Without any more information, its not clear what the survey says at all.

Reply Score: 2

Hello Siri
by jefro on Thu 11th Oct 2012 15:30 UTC
jefro
Member since:
2007-04-13

Tell me a joke Siri.

Reply Score: 2

Welcome to OS News
by ezraz on Thu 11th Oct 2012 17:16 UTC
ezraz
Member since:
2012-06-20

...by the end of each thread you will have heard every reason why this is the reason android is better than xxx.

Each of the reasons will contradict each other, as well the previous thread that came to the same multiple conclusions.

My observation of Android phones the last few years? Everyone loves the new one they just got, and then gets another new one every 6 months that "works better" since the last one didn't. They reenter everything, reload it, rinse, and repeat.

I see lots of buyer remorse on android, and when someone figures out the tech and what they expect it to do in their life they migrate towards iOS. People with iPhones use them for everything practically all day for 2+ years then upgrade when their contract allows.

But that's just here in the states. We 'get' Apple because we are Apple, they represenet the best US company going right now. We have apple stores everywhere and 'subsidies' as you call them (we call them contracts and they aren't well liked).

Reply Score: 1

RE: Welcome to OS News
by Bill Shooter of Bul on Thu 11th Oct 2012 18:14 UTC in reply to "Welcome to OS News"
Bill Shooter of Bul Member since:
2006-07-14

Obviously, you're cherry picky antidotes. My experiences and observations would be different. So aside from what our personal experiences tell us, I think there is one general thing we could pull from both: There are pathological gadget enthusiasts that are easy prey for marketers.

Reply Score: 2

RE[2]: Welcome to OS News
by ezraz on Thu 11th Oct 2012 18:22 UTC in reply to "RE: Welcome to OS News"
ezraz Member since:
2012-06-20

how is it "pathological" to have the same rig for years?

iphone users run those things ragged for years. here's what my friends and family with iphones run:

2 with a 3S
4 with a 4
5 with a 4S
0 with a 5 (as of this morning)

you don't upgrade in the states until your contract lets you. almost no one buys a phone 'unlocked' (unsubsidized) over here, not brand new.
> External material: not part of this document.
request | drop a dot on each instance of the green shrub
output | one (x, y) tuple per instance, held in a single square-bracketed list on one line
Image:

the thing that continually gets ignored on this site is build quality and overall comfort/reliability. apple customers keep their gear for years, not months, and never just a few days like other products. this is because they are happy with it and too busy to play around with 5 knockoffs.

every other reason stated regarding cult behavior or "fanboy" ing, whatever the hell that means, is frustrated babble. some of us have trusted apple rigs for years, even when they were just another dying computer company.

Reply Score: 1

RE[2]: Welcome to OS News
by ezraz on Thu 11th Oct 2012 18:27 UTC in reply to "RE: Welcome to OS News"
ezraz Member since:
2012-06-20

just re-read your comment, i see you are saying that there are pathological buyers out there.
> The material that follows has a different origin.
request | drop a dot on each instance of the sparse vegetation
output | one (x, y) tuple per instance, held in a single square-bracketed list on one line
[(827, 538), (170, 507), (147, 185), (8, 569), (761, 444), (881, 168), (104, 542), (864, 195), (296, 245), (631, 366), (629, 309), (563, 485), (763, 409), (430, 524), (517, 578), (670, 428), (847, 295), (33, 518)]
i totally agree with that. some of the newfound apple success are those types , who have had 7 phones and finally wanted to try (or could afford) an iphone. but once you have an iphone you usually don't keep jumping, you realize it's just a slab communicator and most of the fun is in the apps or the browser.

what i'm wondering is - if android really has 70% market share in the netherlands, does this mean that 70% of the population are follower fanboys, or 70% of the population are reasoned buyers, or 70% of the population were given a free android, or 70% of the population are actually androids?

Reply Score: 1

RE[3]: Welcome to OS News
by Bill Shooter of Bul on Fri 12th Oct 2012 21:44 UTC in reply to "RE[2]: Welcome to OS News"
Bill Shooter of Bul Member since:
2006-07-14

just re-read your comment, i see you are saying that there are pathological buyers out there.


Yes. That is what I was saying.

i totally agree with that. some of the newfound apple success are those types , who have had 7 phones and finally wanted to try (or could afford) an iphone. but once you have an iphone you usually don't keep jumping, you realize it's just a slab communicator and most of the fun is in the apps or the browser.


There is no data to come to this conclusion other than your own experiences. My experiences differ widely.